Q&A From the Audience

  • Nye notes that “what was before the Big Bang?” is a great mystery
  • Ham says there’s a book that tells us. God created it.
  • Q to Ham: What evidence other than the Bible would point to creation? A: One human race, various “kinds” of animals.
  • Q: what, if anything, would ever change your mind? Ham: “I’m a Christian.” Starts from the premise that the Bible is God’s word, and that you can check its veracity. No one will ever convince me that the Bible isn’t true. Nye: scientific evidence would change my mind.
  • Q to Ham: if evidence did exist that the earth was older than 10k years, would you still believe in God, historical Jesus, Jesus Son of God? Ham: well, you can’t prove that. it’s an invalid hypothetical. If Christians believe in an old earth, they have a problem with the Bible. Nye: it’s Ham’s interpretation of the Bible vs. all scientific observation.
  • Q to Ham: can the Bible all be taken literally? Ham: what does ‘literally’ mean? Take it ‘naturally’, based on genre. He then defined all of Genesis as history. “If it’s really the word of God, there won’t be any contradictions.”
  • Thoughts on the debate

    OK, so that was a long summary. Sorry. Now a few thoughts.

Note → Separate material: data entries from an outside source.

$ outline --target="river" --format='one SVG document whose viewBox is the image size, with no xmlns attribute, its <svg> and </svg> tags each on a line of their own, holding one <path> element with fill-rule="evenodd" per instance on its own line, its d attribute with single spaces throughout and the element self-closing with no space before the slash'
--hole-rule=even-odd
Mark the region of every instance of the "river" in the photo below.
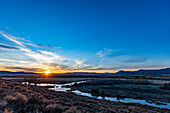
<svg viewBox="0 0 170 113">
<path fill-rule="evenodd" d="M 165 103 L 165 102 L 160 102 L 163 104 L 156 104 L 152 102 L 147 102 L 146 100 L 141 100 L 141 99 L 133 99 L 133 98 L 124 98 L 124 99 L 118 99 L 116 97 L 102 97 L 102 96 L 93 96 L 91 93 L 86 93 L 82 92 L 79 90 L 71 90 L 69 87 L 65 86 L 71 86 L 75 83 L 80 84 L 86 81 L 78 81 L 78 82 L 71 82 L 71 83 L 66 83 L 66 84 L 49 84 L 49 83 L 40 83 L 37 84 L 37 86 L 53 86 L 54 88 L 49 88 L 49 90 L 54 90 L 54 91 L 63 91 L 63 92 L 73 92 L 77 95 L 83 95 L 91 98 L 96 98 L 96 99 L 104 99 L 104 100 L 110 100 L 110 101 L 117 101 L 117 102 L 124 102 L 124 103 L 140 103 L 142 105 L 149 105 L 153 107 L 159 107 L 159 108 L 168 108 L 170 109 L 170 103 Z M 30 85 L 35 85 L 34 83 L 28 83 L 28 82 L 22 82 L 22 84 L 30 84 Z"/>
</svg>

    First on the debate itself: it was refreshing to see a debate that was even-handed and cordial. Compared to what we see most of the time in political debates today, this was a breath of fresh air.

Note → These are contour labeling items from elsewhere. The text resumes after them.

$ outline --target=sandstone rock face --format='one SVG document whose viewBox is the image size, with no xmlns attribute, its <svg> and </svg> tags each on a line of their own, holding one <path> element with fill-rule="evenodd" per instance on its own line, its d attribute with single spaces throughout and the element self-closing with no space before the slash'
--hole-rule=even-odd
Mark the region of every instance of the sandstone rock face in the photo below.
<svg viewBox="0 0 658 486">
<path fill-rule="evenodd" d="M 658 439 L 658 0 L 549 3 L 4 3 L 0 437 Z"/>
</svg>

    Second: I wish they would’ve spent some time focusing on how they chose to define “science”. Ham’s view apparently refuses to make observations about the present and apply them to the past in ways that would contradict the YEC position. Nye pointed out in one rebuttal that Ham didn’t have an answer for polar ice that scientists interpret as being 680,000 years old, but Ham didn’t address the point at all.

    Third: This debate would’ve been much more interesting and valuable for Christians if, instead of Mr. Nye, the Ham’s opponent had been, say, Francis Collins (head of the National Institutes of Health, a Christian who believes in an old earth and evolutionary processes). That would’ve framed the debate around young-earth vs. old-earth creation and the definition and use of science. By inviting Nye instead, Ham manages to frame the debate as a part of a greater Christianity vs. Atheism conflict, which I can only assume he hopes will rally the Christian troops and help bring more visitors to his financially-struggling Creation Museum.

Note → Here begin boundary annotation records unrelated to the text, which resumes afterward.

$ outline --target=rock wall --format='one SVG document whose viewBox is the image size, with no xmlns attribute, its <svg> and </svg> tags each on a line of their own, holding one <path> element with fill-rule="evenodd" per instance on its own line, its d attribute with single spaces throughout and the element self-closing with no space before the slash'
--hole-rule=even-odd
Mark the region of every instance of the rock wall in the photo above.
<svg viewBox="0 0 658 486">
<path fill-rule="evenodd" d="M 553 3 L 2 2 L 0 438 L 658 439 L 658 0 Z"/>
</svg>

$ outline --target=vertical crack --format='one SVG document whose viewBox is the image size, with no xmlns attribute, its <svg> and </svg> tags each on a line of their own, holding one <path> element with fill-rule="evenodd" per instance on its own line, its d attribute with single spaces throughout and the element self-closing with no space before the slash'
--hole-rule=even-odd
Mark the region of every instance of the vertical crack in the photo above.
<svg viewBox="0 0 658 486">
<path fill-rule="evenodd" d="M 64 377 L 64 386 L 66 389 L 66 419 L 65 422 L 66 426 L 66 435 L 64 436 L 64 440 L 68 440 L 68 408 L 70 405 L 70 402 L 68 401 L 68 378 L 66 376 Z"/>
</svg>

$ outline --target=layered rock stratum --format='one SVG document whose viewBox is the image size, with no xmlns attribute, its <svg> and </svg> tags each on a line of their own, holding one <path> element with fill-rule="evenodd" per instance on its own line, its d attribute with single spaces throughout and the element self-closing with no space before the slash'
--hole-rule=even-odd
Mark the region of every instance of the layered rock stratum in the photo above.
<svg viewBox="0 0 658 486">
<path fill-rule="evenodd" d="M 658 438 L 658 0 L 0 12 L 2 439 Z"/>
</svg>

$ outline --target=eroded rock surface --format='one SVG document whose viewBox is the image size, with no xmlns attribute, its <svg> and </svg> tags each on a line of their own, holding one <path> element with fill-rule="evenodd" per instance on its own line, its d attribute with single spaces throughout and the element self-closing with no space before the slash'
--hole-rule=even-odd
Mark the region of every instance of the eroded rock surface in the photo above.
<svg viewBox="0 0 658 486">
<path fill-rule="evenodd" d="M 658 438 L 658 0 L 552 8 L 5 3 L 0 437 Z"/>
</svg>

    Fourth: I doubt anybody really had their opinion changed by the debate. Your opinion of who “won” and “lost” is probably dependent on who you supported going in. Neither debater wanted to allow for any middle ground. As Jonathan Ryan pointed out over on Patheos both of them were determined to parrot their own position regardless of any “debate”. Frustrating.


    I have some thoughts on the creation/evolution topic more generally, but seeing as I’m already past 1100 words I think I’ll save that for another post.